I can go back around the three floors of the house and open the doors to rooms where the dogs are not allowed to go. In the basement, I remove the dog barrier (which protects Joe from comingling with Xavior) and stow it and Joe’s dog bed in John’s work area. I hide dog bowls. I move outside to remove the various ties and latches we’ve installed to divide the yard and keep the male dogs apart and/or from escaping to the street, and hide these items. Finally, I pick up all the piles of dog poop that may be stepped in. I get in the van with my three companions: Joe, Xavior, and Katie, and drive away… Once I came home an hour after the scheduled “showing” and undid all the preparations to allow the dogs back in only to hear the doorbell ring. It was the agent and buyer who were “running behind schedule.” Ugh!

I’m stuck. I don’t want to be a cleaning lady! God did not create me for this. I am sure of it. I’m not even very good at cleaning. Just ask my husband how many times he has said, “Don’t you SEE that dirt?” And to add to the misery, I can’t really afford to start any “projects” or even cook fancy meals because I am so aware that those efforts only create more stuff to clean.

Friends, family members, and readers who are suffering in much harsher ways with no end in sight will shake their heads at the triviality of my complaints. The Falcos are lucky to have this house to sell. We are fortunate people in general.

My point is: All of us ought to take a look at what’s eating us and try to put it in perspective. Is this a short-term thing? Difficult as the present may be, is it leading us to something potentially better? Is there anything we can do to change what is making us uncomfortable/unhappy now? Is there a way to use our experiences and insights, happy or not, to help others?

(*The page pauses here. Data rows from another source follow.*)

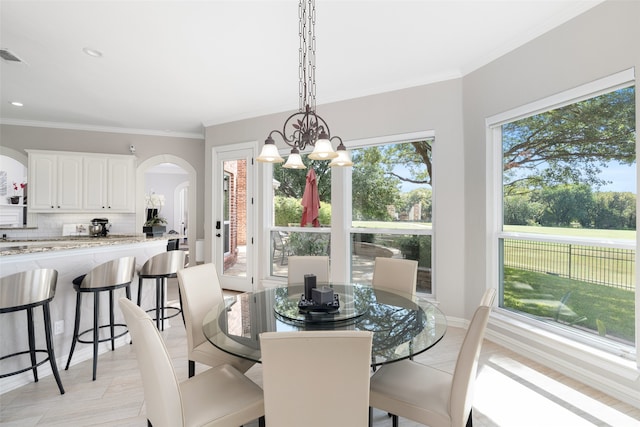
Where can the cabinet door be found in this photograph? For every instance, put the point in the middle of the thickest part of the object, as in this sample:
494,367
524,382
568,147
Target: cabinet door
121,189
42,182
69,182
95,183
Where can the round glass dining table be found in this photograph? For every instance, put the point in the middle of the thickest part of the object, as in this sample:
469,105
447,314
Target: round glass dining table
402,325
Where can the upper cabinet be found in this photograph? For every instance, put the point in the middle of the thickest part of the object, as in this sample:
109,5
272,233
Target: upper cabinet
111,183
73,182
55,182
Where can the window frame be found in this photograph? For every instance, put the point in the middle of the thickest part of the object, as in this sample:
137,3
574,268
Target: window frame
494,217
341,215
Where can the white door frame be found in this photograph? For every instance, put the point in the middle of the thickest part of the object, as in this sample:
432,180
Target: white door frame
219,155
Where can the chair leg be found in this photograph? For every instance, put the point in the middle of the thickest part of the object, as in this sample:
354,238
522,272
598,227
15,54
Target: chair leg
32,343
159,299
139,291
181,310
76,328
112,327
52,356
96,331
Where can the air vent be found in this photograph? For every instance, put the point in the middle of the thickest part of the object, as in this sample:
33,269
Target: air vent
8,56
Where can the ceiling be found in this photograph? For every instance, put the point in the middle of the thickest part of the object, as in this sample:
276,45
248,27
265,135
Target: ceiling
172,67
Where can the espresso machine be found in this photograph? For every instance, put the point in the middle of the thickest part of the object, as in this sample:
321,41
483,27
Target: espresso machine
99,227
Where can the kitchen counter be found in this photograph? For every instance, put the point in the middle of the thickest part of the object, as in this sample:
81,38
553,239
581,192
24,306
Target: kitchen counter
47,244
71,256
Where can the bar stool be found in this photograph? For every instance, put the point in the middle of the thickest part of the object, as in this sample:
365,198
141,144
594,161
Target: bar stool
25,291
161,267
108,277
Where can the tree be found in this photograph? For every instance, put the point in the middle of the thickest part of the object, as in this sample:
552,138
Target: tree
565,204
415,159
570,144
373,190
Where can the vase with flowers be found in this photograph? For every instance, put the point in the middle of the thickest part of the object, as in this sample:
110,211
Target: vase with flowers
155,225
17,189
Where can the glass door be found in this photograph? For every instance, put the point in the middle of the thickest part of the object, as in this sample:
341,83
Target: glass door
233,218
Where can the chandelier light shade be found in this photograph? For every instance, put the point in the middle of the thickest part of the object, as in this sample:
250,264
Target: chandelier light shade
305,128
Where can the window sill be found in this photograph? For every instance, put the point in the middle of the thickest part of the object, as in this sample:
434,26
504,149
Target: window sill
614,374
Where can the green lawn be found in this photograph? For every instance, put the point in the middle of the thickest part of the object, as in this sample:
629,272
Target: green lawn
574,232
588,305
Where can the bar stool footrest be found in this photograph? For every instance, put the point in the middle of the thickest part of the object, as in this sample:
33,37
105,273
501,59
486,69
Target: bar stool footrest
153,310
29,368
109,338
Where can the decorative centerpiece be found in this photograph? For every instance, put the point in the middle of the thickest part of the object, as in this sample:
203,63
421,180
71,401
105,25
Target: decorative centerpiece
155,226
17,188
317,300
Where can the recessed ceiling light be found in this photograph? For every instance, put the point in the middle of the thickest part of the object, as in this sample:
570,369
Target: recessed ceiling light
92,52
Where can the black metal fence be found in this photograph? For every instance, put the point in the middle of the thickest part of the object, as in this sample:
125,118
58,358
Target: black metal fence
600,265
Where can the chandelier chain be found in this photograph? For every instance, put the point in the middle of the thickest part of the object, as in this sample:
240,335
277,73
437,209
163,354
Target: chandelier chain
306,128
312,55
302,79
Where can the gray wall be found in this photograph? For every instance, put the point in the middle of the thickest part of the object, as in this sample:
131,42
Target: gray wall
436,107
20,138
601,42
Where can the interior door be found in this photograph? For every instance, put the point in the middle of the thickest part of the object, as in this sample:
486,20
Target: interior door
233,218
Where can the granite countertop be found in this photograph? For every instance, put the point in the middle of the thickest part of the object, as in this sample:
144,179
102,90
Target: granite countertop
47,244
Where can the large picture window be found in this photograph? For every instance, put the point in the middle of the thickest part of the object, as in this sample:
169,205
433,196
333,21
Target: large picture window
384,208
392,208
567,233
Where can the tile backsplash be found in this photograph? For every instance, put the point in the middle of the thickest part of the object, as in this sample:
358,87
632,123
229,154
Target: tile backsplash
51,225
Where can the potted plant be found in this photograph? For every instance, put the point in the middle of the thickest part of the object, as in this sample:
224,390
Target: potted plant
155,225
15,199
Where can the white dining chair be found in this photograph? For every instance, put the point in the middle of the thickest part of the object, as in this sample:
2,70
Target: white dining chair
201,291
428,395
220,396
299,265
395,274
316,378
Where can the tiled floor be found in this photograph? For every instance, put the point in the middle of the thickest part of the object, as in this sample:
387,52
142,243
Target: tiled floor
510,391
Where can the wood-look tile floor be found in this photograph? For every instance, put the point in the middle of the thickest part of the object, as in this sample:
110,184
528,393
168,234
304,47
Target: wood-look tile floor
510,391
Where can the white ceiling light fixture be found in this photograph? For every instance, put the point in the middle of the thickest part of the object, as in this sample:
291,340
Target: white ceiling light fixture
306,128
92,52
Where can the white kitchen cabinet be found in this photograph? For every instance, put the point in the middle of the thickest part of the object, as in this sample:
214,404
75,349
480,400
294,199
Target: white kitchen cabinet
72,182
55,182
110,183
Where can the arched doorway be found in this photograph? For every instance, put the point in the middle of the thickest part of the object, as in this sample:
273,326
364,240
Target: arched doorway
141,186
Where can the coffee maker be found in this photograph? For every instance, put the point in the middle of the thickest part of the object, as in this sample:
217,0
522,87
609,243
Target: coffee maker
100,227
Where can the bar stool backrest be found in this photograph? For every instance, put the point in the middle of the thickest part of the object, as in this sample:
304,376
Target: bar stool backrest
111,273
164,264
27,288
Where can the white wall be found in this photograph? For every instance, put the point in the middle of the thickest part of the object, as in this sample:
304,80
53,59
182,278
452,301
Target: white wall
601,42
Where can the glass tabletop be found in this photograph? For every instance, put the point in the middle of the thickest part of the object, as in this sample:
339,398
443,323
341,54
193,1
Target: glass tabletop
402,325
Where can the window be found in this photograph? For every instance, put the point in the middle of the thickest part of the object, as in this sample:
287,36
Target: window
391,207
566,232
381,207
288,237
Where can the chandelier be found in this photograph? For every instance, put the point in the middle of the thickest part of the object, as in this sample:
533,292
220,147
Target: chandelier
305,128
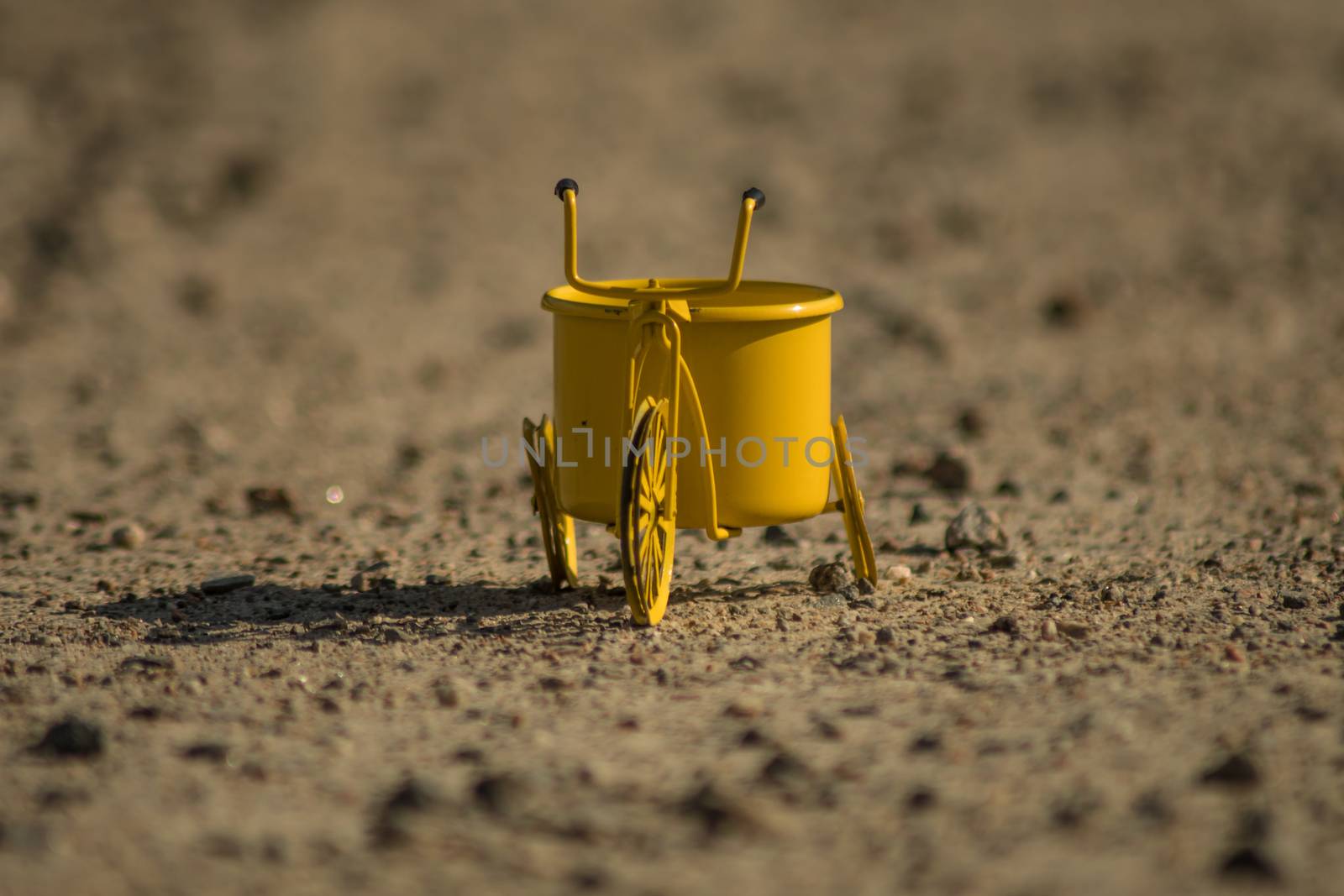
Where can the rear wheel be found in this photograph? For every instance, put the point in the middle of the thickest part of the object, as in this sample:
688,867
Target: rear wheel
645,526
557,526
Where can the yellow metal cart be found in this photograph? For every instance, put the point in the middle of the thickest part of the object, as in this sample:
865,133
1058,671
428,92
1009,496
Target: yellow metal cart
687,403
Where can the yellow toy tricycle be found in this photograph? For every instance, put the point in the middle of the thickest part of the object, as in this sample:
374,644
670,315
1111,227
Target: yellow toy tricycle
629,414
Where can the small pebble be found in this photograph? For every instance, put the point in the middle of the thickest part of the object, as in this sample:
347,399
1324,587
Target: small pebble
900,574
830,578
128,537
1077,631
974,527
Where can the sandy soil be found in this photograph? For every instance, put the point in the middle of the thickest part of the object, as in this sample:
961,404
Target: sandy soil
1090,249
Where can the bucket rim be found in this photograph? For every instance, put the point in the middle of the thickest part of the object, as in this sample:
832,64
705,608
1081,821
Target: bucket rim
754,300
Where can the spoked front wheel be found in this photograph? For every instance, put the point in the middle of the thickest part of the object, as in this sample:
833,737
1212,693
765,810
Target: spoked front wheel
851,506
645,524
557,526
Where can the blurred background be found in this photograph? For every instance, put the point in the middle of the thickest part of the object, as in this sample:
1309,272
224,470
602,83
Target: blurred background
309,235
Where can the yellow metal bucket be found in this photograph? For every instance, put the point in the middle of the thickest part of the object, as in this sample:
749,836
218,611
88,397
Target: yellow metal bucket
761,359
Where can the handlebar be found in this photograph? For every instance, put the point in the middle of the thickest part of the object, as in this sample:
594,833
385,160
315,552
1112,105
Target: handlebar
569,190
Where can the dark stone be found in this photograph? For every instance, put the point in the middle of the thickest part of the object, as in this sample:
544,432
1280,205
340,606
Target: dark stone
1236,770
71,739
1249,864
228,584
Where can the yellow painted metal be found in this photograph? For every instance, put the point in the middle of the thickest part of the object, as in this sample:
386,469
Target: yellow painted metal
766,380
851,506
647,527
557,526
734,374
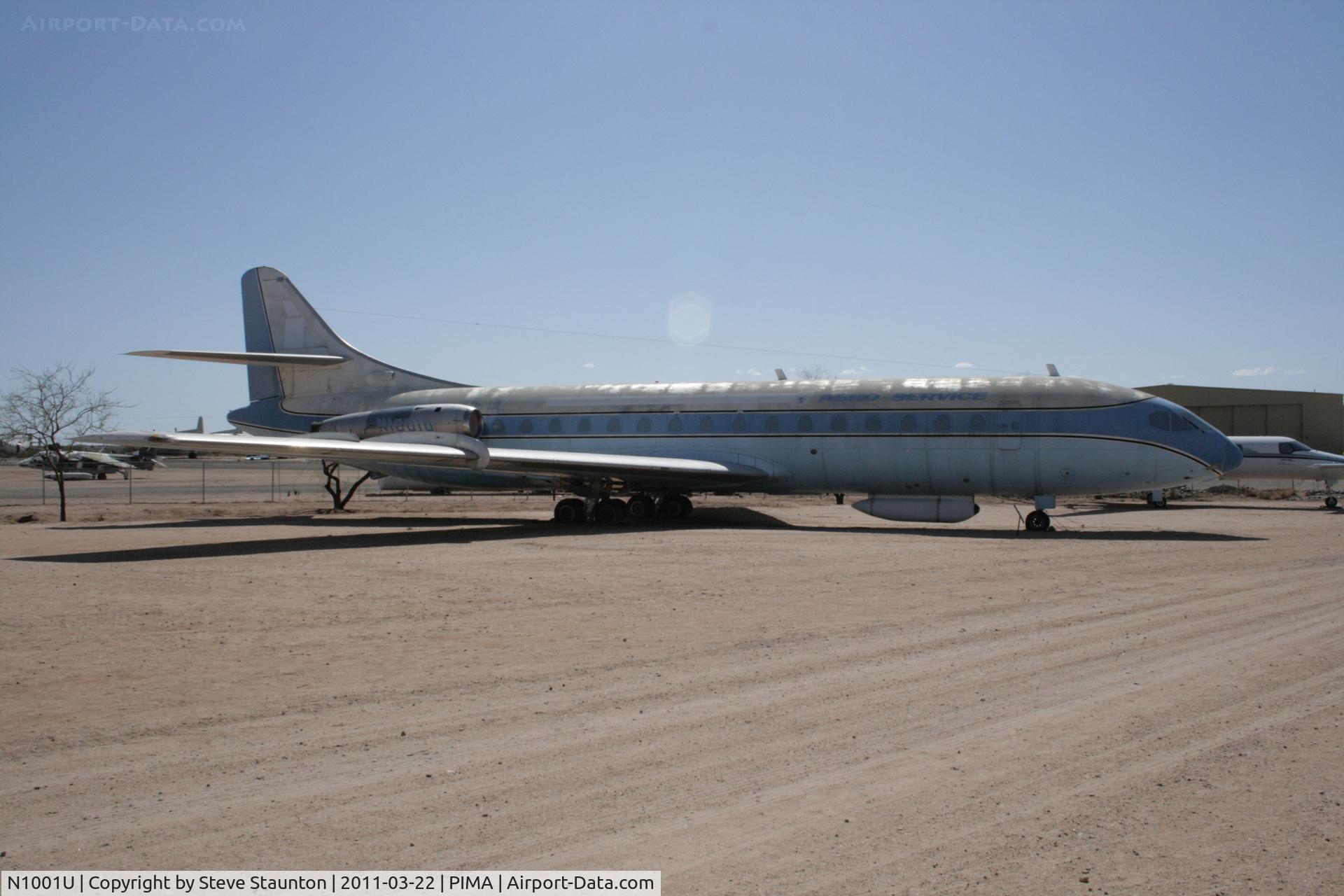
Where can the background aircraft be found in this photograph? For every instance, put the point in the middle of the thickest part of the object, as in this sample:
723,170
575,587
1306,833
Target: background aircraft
920,448
1278,457
97,465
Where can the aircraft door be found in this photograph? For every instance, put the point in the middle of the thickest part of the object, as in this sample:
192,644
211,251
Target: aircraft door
1008,426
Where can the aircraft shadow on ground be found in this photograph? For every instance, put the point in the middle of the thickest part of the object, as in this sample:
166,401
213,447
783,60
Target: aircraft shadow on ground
1136,508
304,520
420,531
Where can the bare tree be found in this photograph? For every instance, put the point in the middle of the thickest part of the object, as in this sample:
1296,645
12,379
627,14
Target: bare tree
55,403
332,485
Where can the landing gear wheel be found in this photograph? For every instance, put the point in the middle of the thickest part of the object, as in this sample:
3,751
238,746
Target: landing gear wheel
570,511
641,508
675,507
609,511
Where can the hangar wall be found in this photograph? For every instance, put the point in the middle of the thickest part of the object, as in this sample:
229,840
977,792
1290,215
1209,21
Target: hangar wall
1316,418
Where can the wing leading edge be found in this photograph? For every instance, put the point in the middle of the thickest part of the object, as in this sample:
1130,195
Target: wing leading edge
577,465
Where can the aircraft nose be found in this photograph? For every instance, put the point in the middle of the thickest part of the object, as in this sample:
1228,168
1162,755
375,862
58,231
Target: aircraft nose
1231,457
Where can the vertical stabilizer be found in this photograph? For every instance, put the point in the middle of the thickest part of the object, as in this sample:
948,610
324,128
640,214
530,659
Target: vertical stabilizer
279,318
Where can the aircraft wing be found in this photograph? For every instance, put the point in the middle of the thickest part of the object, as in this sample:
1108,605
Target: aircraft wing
330,449
97,457
577,465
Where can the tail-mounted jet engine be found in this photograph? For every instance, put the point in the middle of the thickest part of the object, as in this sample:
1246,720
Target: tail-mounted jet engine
454,425
911,508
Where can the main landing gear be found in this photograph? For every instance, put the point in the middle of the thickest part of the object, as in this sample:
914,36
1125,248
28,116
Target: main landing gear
612,511
1038,520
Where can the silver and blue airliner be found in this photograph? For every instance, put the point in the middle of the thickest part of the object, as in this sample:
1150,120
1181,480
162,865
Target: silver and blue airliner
920,449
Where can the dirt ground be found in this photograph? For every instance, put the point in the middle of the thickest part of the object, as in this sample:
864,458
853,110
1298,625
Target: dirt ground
778,696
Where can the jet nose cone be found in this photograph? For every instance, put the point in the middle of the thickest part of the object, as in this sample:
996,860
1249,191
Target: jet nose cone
1231,457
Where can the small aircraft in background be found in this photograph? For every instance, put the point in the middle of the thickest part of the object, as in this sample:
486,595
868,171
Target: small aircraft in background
1278,457
92,465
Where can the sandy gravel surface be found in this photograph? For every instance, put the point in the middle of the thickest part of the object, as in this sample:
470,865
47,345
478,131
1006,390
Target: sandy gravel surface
777,696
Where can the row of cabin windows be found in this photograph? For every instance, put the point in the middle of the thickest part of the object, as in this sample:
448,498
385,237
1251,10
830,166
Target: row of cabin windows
710,424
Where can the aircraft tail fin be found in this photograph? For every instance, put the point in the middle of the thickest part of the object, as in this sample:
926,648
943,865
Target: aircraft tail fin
277,320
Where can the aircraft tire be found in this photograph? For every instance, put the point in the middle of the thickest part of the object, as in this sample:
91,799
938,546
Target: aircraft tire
609,511
641,507
570,511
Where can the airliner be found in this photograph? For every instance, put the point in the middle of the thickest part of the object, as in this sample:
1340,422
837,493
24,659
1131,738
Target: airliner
921,448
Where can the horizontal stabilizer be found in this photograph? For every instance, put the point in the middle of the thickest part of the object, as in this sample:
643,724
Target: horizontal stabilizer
257,359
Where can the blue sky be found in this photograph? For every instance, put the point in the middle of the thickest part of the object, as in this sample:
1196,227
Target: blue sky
1140,192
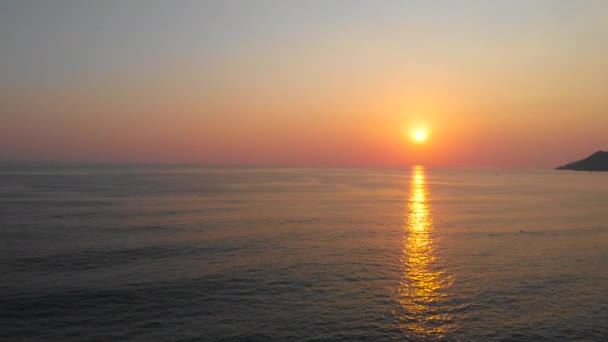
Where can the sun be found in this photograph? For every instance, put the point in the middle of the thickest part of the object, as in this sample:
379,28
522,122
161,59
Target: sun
419,136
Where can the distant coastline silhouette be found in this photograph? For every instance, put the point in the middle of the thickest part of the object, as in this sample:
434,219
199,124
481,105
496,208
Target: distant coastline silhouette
595,162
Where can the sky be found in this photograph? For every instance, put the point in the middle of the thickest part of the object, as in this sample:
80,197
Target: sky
304,83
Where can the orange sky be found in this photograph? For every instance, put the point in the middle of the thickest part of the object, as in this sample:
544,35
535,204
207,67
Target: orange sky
495,85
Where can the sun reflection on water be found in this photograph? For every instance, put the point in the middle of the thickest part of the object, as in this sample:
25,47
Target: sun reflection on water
424,282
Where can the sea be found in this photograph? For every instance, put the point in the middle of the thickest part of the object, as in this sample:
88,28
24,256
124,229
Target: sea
97,252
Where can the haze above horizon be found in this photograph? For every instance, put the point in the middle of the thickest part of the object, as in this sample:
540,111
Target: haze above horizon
339,83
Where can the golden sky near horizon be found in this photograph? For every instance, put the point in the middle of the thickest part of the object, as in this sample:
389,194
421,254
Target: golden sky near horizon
500,84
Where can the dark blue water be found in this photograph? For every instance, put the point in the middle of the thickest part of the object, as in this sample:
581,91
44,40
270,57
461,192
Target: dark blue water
161,253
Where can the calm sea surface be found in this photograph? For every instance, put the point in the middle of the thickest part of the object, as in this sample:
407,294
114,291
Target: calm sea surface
228,254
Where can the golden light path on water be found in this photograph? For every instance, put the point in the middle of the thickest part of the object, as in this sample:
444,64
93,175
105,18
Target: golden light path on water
424,282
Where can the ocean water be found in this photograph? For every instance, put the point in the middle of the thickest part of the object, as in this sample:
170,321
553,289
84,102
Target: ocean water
185,253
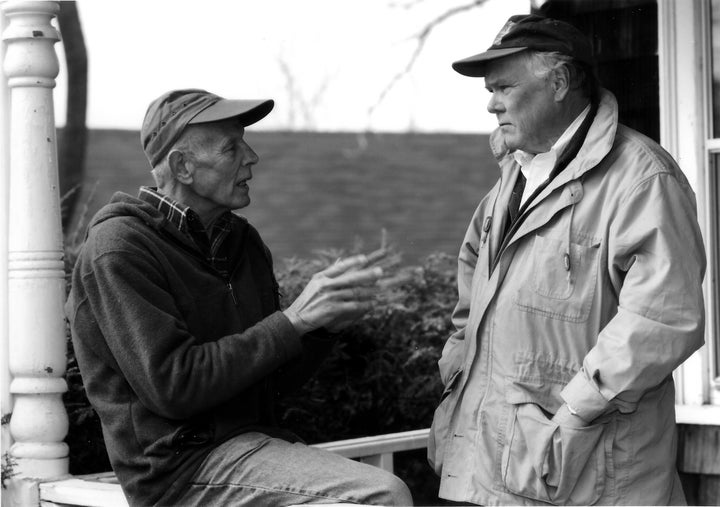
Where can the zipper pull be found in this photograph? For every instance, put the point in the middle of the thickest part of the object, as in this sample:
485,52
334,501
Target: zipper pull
232,293
486,229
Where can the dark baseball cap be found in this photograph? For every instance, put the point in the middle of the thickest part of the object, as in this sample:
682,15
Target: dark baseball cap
168,115
529,31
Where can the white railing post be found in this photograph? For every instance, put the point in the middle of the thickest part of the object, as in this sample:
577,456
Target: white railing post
5,397
36,283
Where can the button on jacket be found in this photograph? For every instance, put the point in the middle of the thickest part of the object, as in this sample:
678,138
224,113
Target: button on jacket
592,301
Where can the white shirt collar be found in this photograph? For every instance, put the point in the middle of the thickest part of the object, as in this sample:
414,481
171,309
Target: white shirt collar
537,168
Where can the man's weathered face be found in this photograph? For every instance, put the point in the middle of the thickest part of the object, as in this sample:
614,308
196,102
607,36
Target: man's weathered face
222,167
524,103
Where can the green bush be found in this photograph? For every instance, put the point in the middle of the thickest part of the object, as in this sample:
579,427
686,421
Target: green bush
381,377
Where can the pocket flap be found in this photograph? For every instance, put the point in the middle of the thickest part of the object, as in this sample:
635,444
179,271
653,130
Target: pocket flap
544,393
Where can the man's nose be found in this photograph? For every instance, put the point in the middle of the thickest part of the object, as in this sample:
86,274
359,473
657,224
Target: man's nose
249,156
493,104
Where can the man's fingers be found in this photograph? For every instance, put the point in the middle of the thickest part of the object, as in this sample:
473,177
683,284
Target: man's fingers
358,277
375,256
355,294
343,265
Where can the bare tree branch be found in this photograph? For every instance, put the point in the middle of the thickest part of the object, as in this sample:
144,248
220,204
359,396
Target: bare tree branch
409,4
420,40
297,100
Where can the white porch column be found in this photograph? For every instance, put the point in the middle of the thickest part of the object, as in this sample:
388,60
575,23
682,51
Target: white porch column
36,284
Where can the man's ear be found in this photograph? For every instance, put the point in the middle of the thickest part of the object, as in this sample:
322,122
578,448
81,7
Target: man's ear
181,169
561,82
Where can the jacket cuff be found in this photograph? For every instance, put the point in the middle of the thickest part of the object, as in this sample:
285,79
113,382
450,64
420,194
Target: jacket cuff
289,338
583,397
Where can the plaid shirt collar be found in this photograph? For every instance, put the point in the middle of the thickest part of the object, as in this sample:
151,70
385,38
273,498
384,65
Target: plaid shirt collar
176,213
188,221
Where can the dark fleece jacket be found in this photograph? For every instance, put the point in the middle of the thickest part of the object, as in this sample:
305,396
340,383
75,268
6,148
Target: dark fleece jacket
175,358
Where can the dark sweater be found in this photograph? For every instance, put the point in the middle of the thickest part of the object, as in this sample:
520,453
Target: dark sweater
175,357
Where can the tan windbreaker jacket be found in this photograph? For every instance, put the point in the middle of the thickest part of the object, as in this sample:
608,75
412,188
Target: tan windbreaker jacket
593,301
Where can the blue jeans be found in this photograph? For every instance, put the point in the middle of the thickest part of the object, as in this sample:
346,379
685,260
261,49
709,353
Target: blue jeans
257,470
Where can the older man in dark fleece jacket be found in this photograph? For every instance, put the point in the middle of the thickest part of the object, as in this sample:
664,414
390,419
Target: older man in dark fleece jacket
179,335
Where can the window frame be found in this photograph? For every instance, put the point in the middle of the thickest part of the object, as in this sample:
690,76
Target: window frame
685,69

If Emily can hang in there and do her best at Andrew College, she is creating a launch pad for other and different experiences she may enjoy more at another college. If K.J. can finally give up lying about what he hasn’t done, but says he has, and put the effort he is capable of into his school work, his grades will improve and allow him a greater range of choices for college. If Skye will dig deeper in her treatment now, painful as it is, she will have a happier and more productive life when she leaves west Texas. If I can see this cleaning drudgery as a temporary phase leading to a better housing situation for our family, I can get through this with greater calm and decrease the family stress.

Your issues – unemployment or unhappy employment, illness or family strife – may be bigger than the issues we currently face. Is there a way out or a way through? Are there others you can call on for help? Have you learned anything about yourself that will help you navigate better what comes next?

I’m no expert. What I do know is that being stuck in miserable is not the way I want to live my life.